Adobe Premiere Pro: Adjusting White Balance with the Fast Color Corrector
Click this eyedropper to make it active, and then click a region that's supposed to be pure white in the frame.
If the Auto Color effect doesn’t resolve color problems in your video, try white balancing your clip using the Fast Color Corrector effect. Here’s how:
1. Double-click the target clip on the timeline.
2. Click the Effect Controls tab to open that panel.
3. In the Effects panel, click and drag the Fast Color Corrector effect from the Color Correction subfolder to the Effect Controls panel, to the space below the Levels or Brightness & Contrast effect, if applied. Otherwise drag it to the slot just below the Opacity effect.
The Fast Color Corrector seems to work best when inserted below the Levels effect. You can easily shift the order by dragging the effects up and down in the Effect Controls panel.
4. Click the triangle to the left of the Fast Color Corrector to reveal its configurable properties (see photo).
5. If desired, select the Show Split View checkbox and adjust options to your liking (Horizontal or Vertical view in the Layout drop-down list and percentage in the Split View Percent).
6. Click the eyedropper next to the White Balance chip, press the Ctrl key, and click a spot in the video frame that should be pure white. I’m using the white shirt of the girl in the coat. Sample a few white areas to see which provides the best result. If this resolves your problem, skip to step 8. If not, move to step 7.

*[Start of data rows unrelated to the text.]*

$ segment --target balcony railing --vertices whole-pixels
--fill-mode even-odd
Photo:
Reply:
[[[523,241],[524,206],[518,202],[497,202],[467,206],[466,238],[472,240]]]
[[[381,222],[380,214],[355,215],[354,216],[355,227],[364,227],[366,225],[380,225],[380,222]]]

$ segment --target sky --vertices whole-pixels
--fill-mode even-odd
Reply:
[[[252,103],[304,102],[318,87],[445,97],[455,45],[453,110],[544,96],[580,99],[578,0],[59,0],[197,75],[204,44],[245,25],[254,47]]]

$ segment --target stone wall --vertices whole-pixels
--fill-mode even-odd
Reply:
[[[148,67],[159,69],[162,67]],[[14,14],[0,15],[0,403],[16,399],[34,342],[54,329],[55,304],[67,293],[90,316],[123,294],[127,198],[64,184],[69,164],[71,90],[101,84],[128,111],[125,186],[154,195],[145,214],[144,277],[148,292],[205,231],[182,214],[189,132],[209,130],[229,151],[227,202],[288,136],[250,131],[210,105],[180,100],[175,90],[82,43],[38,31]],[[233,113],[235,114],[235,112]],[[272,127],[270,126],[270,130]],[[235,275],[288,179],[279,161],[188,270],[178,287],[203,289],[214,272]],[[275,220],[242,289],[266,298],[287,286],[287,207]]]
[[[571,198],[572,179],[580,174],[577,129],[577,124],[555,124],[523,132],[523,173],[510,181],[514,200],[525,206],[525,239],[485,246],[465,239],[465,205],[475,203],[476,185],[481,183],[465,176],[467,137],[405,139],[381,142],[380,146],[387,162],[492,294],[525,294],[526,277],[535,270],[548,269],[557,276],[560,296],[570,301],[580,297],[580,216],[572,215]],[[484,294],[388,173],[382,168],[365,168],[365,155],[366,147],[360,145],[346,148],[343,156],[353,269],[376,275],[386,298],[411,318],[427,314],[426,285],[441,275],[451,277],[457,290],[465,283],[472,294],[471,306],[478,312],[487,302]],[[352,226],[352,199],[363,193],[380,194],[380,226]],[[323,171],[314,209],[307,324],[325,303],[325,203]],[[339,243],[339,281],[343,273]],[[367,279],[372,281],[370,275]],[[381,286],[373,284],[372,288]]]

If there are no white patches in a particular frame, move to a frame from the same scene that contains some white. If there are no frames that contain white, see #28 on using the RGB Parade scope.
7. Drag the outside color wheel and/or the Color Correction widget to get close, then fine-tune it with the numerical controls. fig 26b
8. When you’ve completed your adjustment, remember to deselect the Show Split View checkbox you selected in Step 5; otherwise Premiere Pro will render your video with the split view intact.
Don’t Sample Pure White Pixels
Even if your video has a color-cast, pixels that are overexposed (e.g., over 100 IRE) are “pure white.” If you choose one of these pixels, the Fast Color Corrector will assume that your whites are white, and won’t correct the cast. Keep your eye on the color chip next to the eyedropper as you choose your pixels in the frame, and if it’s pure white, don’t click that pixel. By the way, pressing the Ctrl key while making your selection forces Premiere Pro to sample a group of pixels, rather than a single pixel, which reduces the risk of aberrant results.
What About the Other Controls?
Immediately under the Saturation controls are Auto Black Level, Auto Contrast, and Auto White Level controls and individual eyedroppers for Black Level, Gray Level, and White Level. These largely duplicate the controls used in the Levels tool (#22) Levels Settings histogram (Figure 23c). For this reason, I typically don’t use these adjustments.
What About Scene Changes?
If there’s a scene change in your project, you may have to reapply the Fast Color Corrector, as you will if you white balance your camera. However, if multiple shots from the same basic setup are on your timeline, there are strategies for quickly applying effects to multiple clips on the timeline.